Arthur D. answered • 01/03/15
Tutor
4.9
(306)
Forty Year Educator: Classroom, Summer School, Substitute, Tutor
The wheels of the carriage make two concentric circles which are 1.22 m apart.
The wheels are 0.9 m high, or have a diameter of 0.9 m.
The diameter of the inner circle is unknown, call it x.
The diameter of the outer circle is twice the axle tree plus the diameter of the inner circle.
The diameter of the outer circle is 1.22+1.22+x=(2.44+x).
The circumference of the outer circle is C=(pi)(2.44+x)
The wheels each have a circumference of C=(pi)(0.9).
The circumference of the inner circle is C=(pi)(x).
When the carriage makes one complete revolution, you have the two concentric circles.
During that one complete revolution, the inner circle goes around completely n number of times.
During that one complete revolution, the outer wheel goes around 3/2 n number of times.
We can write the circumference of the concentric circles in different ways.
The wheels each have a circumference of C=(pi)(0.9)
The circumference of the outer circle is the circumference of the outer wheel times n times 3/2.
C=(pi)(0.9)(n)(3/2)
The circumference of the inner circle is the circumference of the inner wheel times n times 1.
C=(pi)(0.9)(n)
Set the circumferences of the outer circles equal to each other and set the circumferences of the inner circles equal to each other.

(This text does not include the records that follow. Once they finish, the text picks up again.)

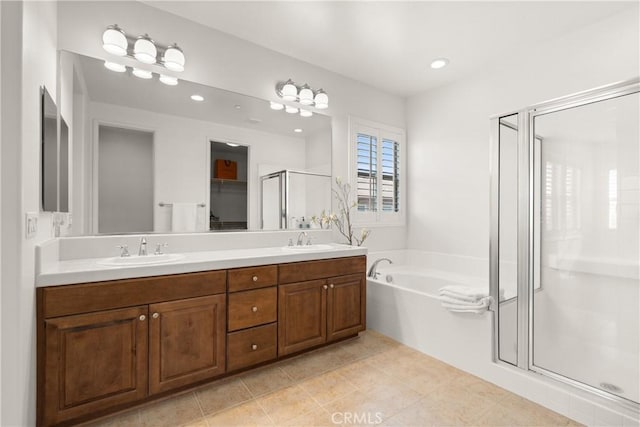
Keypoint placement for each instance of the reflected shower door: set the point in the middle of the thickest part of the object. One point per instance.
(587, 188)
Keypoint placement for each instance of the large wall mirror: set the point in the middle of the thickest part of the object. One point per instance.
(145, 157)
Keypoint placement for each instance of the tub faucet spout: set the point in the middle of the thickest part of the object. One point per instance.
(372, 271)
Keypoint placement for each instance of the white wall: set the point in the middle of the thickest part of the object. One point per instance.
(220, 60)
(448, 127)
(29, 43)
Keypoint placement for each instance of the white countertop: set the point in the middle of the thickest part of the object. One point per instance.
(89, 270)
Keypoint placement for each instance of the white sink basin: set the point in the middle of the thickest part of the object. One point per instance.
(140, 260)
(307, 248)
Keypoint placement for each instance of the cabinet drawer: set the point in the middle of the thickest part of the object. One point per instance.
(242, 279)
(252, 308)
(312, 270)
(251, 346)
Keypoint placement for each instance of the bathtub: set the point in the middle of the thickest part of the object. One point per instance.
(403, 304)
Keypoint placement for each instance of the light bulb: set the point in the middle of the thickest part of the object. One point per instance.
(168, 80)
(173, 58)
(114, 41)
(144, 50)
(113, 66)
(289, 91)
(142, 74)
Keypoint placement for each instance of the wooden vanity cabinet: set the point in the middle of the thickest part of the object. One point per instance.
(105, 346)
(186, 342)
(329, 308)
(94, 361)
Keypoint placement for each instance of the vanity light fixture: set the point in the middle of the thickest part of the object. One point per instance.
(144, 50)
(142, 74)
(114, 66)
(168, 80)
(114, 41)
(439, 63)
(305, 95)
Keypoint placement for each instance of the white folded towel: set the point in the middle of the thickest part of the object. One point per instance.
(184, 216)
(445, 299)
(463, 292)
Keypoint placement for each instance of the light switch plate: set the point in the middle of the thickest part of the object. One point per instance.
(31, 224)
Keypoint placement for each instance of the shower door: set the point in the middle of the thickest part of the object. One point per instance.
(566, 227)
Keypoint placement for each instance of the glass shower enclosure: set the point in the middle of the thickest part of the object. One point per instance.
(565, 239)
(290, 198)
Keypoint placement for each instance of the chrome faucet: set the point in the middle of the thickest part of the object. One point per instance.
(302, 235)
(143, 247)
(372, 271)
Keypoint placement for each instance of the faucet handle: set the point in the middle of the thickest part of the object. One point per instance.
(124, 250)
(159, 247)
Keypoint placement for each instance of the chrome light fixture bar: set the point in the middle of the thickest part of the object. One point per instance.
(142, 48)
(303, 94)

(pi)(0.9)(n)(3/2)=(pi)(2.44+x)
(pi)(0.9)(n)(1)=(pi)(x)
multiply the first equation by (2/3)
(pi)(0.9)(n)=(2/3)(pi)(2.44+x)
(pi)(0.9)(n)=(pi)(x)
both right-hand sides equal (pi)(0.9)(n), so set them equal to each other
(pi)(x)=(2/3)(pi)(2.44+x)
divide both sides by (pi)
x=(2/3)(2.44+x)
x=(2/3)(2.44)+(2/3)(x)
x-(2/3)(x)=(2/3)(2.44)
(1/3)(x)=(2/3)(2.44)
multiply both sides by (3)
(3)(1/3)(x)=(3)(2/3)(2.44)
x=(2)(2.44)
x=4.88 m for the diameter of the inner concentric circle
the outer concentric circle has a diameter of 4.88+1.22+1.22=7.32 m
C=(pi)(d)
C=3.14159*7.32
C=22.99644 m for the circumference of the outer circle
To check the solution, find the circumference of each circle two different ways.

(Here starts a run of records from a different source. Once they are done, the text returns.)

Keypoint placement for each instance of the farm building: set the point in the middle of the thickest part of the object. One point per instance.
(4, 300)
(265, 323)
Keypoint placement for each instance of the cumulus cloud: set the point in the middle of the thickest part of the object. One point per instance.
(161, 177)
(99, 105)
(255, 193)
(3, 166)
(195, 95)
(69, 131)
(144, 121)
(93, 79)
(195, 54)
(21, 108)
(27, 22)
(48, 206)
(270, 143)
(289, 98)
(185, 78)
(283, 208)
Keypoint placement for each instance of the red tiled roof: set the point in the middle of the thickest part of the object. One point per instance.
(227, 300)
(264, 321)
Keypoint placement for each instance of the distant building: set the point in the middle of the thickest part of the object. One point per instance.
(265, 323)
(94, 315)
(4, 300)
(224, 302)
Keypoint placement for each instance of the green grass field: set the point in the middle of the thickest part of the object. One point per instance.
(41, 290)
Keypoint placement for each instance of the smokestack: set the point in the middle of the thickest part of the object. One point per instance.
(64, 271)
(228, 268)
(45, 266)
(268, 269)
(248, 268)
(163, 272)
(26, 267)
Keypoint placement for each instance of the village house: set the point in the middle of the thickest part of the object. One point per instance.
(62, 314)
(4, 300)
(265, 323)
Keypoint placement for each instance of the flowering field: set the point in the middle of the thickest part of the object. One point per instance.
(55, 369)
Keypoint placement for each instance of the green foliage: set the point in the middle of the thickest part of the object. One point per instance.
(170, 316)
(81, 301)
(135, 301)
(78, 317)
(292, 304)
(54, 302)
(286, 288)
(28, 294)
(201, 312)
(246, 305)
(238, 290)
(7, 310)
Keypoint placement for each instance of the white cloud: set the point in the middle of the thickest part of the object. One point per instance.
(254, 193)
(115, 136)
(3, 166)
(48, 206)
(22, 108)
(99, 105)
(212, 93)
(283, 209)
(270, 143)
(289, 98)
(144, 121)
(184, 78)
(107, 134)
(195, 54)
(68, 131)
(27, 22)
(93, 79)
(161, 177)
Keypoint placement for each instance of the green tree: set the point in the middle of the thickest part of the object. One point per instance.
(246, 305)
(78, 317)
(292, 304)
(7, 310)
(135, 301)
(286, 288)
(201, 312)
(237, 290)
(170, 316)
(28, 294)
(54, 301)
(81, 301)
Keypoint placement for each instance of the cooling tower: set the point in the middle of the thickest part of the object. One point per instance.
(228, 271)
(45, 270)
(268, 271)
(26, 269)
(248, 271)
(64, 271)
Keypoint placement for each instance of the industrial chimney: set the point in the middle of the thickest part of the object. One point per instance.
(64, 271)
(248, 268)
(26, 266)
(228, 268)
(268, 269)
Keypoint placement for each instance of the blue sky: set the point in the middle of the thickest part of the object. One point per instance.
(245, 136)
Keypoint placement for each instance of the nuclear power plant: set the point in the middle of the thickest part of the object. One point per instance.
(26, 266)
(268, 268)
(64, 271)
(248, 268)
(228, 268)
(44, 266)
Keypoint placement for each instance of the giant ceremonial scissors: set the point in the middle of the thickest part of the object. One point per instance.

n=5.422, the number of times the inner wheel rotates (I found this by dividing my answer by measurements given)
C=(pi)(4.88) and C=(5.422)(2.82743) (# of revolutions*circumference of the wheel)
C=15.331 m for the inner circle
C=(5.422)(2.82743)=15.33 m again for the inner circle
for the outer circle...
C=# of revolutions*circumference of the wheel*(3/2)
C=(5.422)(2.82743)(1.5)
C=22.99548 m (the other way gave us 22.99644, approximately equal !!)